Sonia Hazard argues Joseph and others had material objects—printing plates—that they took be ancient plates.

Date
2021
Type
Academic / Technical Report
Source
Sonia Hazard
Non-LDS
Hearsay
Direct
Secondary
Reference

Sonia Hazard, "How Joseph Smith Encountered Printing Plates and Founded Mormonism," Religion and American Culture 31, no. 2 (2021): 137-192

Scribe/Publisher
Cambridge University Press
People
Sonia Hazard, Joseph Smith, Jr.
Audience
Reading Public
Transcription

Encounters with material objects lie at the heart of Mormonism’s origin story. The story goes like this: Late one night in September 1823, an angel visited the bedside of a young Joseph Smith to tell him of one of these objects—a sacred book written on plates of gold, buried on a hillside not far from the Smith family’s farm in upstate New York. When, the next day, Smith found the gold plates as directed, the divine being reappeared with further instructions. This time, he forbade Smith from removing the plates but beckoned him to return to the site year after year.
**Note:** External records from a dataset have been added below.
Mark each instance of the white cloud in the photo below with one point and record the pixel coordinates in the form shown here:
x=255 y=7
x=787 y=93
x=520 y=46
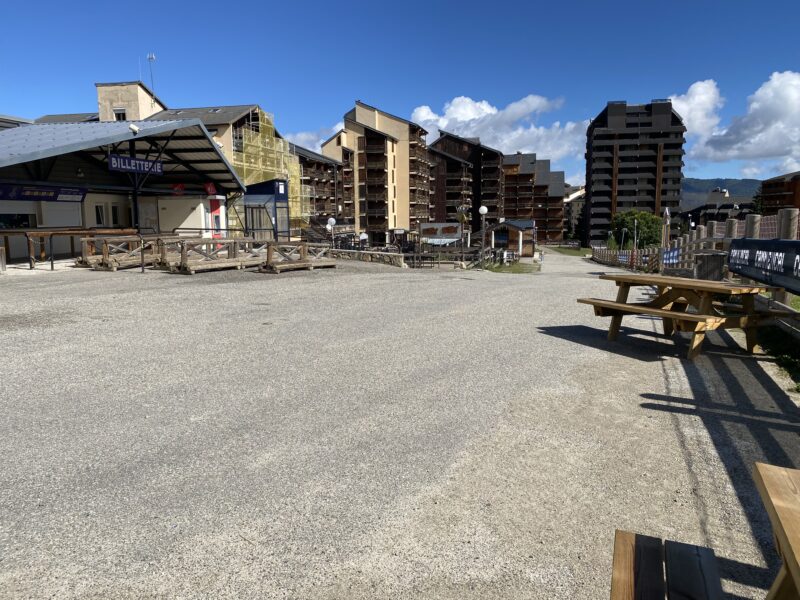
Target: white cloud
x=509 y=129
x=313 y=139
x=769 y=131
x=752 y=171
x=699 y=108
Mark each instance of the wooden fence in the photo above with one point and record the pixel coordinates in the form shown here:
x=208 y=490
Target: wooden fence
x=682 y=252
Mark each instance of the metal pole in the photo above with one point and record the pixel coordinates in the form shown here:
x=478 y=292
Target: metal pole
x=483 y=239
x=141 y=248
x=135 y=195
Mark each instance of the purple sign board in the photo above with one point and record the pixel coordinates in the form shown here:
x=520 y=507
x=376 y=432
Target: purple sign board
x=135 y=165
x=41 y=193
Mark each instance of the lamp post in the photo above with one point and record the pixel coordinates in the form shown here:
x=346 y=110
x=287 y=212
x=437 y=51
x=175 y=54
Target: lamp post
x=329 y=227
x=482 y=211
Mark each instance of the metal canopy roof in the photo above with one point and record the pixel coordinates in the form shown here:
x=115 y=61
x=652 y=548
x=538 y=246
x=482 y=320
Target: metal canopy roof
x=59 y=152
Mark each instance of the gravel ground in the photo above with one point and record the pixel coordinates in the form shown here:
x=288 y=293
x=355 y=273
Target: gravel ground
x=365 y=432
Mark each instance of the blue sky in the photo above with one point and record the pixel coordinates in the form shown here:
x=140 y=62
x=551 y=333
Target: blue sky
x=523 y=76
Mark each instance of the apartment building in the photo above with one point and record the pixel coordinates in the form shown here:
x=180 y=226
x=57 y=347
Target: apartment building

In 1827, on Smith’s fifth annual visit, the angel finally allowed him to collect the plates and take them home. Over the next several months, Smith kept them securely hidden and revealed them only to a select group of witnesses. Using a seer stone, he translated the plates’ inscriptions from their mysterious language into English. Trusted companions served as scribes. The translation revealed that the plates were created several hundred years before the birth of Christ by the angel Moroni and his father Mormon, and recorded the extraordinary history of their Nephite clan, which had migrated to the American continent from Jerusalem. In June 1829, shortly after the translation was complete, Moroni directed Smith to return the gold plates (in some accounts, by depositing them in a cave). Smith obeyed. Then Smith arranged for the publication of the manuscript in nearby Palmyra, which appeared in 1830 as the first edition of the Book of Mormon.

If the gold plates are not to be excluded outright from consideration, regarded as fakes or as part of a tall tale, then how might they be incorporated into scholarly explanations? Historians of religion who have confronted this question have approached the story of the plates sympathetically in an effort to recognize its meaning and efficacy for Smith and other early Mormons. By and large, they rely on two interpretative paradigms: religious imagination and cultural context. They treat the plates primarily as the product of Smith’s fertile religious imagination or as an organic expression of the cultural milieu of nineteenth-century American spirituality, or as some combination of the two.

While there have been many nuanced interpretations of Smith’s motivations and the broader phenomenon of Mormon origins, few have considered the possibility that Smith, and other witnesses, could have physically encountered material plates at some point during the religion’s formative years. This, in spite of the fact that descriptions of the plates by Smith and other witnesses share details that suggest that they were seeing and touching ordinary material things with a consistent set of characteristics. These witness accounts, moreover, portray the plates as possessing qualities remarkably similar to those of nineteenth-century industrial printing plates, especially stereotype plates or copper plates (Figures 1 and 2). Printing plates, like Smith’s gold plates, were metallic, were covered in writings that read from right to left, were heavy when collected together, typically came in a set, and approximated the dimensions of the pages of a book. This article proposes that Smith, and potentially several witnesses, had a foundational encounter with printing plates during the 1820s. It also suggests a range of possibilities regarding the nature of that encounter. It could have been that Smith’s gold plates, which he handled and showed to his followers, were actual printing plates that he had acquired. Or, short of Smith physically obtaining this printing technology, Smith might have examined it at some point and later constructed a homemade facsimile that was informed by the details of his firsthand observations, or, at least, developed his verbal and written descriptions of the ancient Nephite relics from that prior experience with the same.

However Smith made first contact, the distinctiveness of the argument is that it does not relegate material things to the status of secondary byproducts of human action, as if the plates—and perhaps Mormonism itself—sprang solely from Smith’s mind or from broader cultural forces radiating through him. The point in arguing for a material basis to the plates is hardly to deny a role to creative minds and cultural contexts. Instead, it is to regard the generative encounter between humans and material things as basic to scholarly thinking about what catalyzes religious change.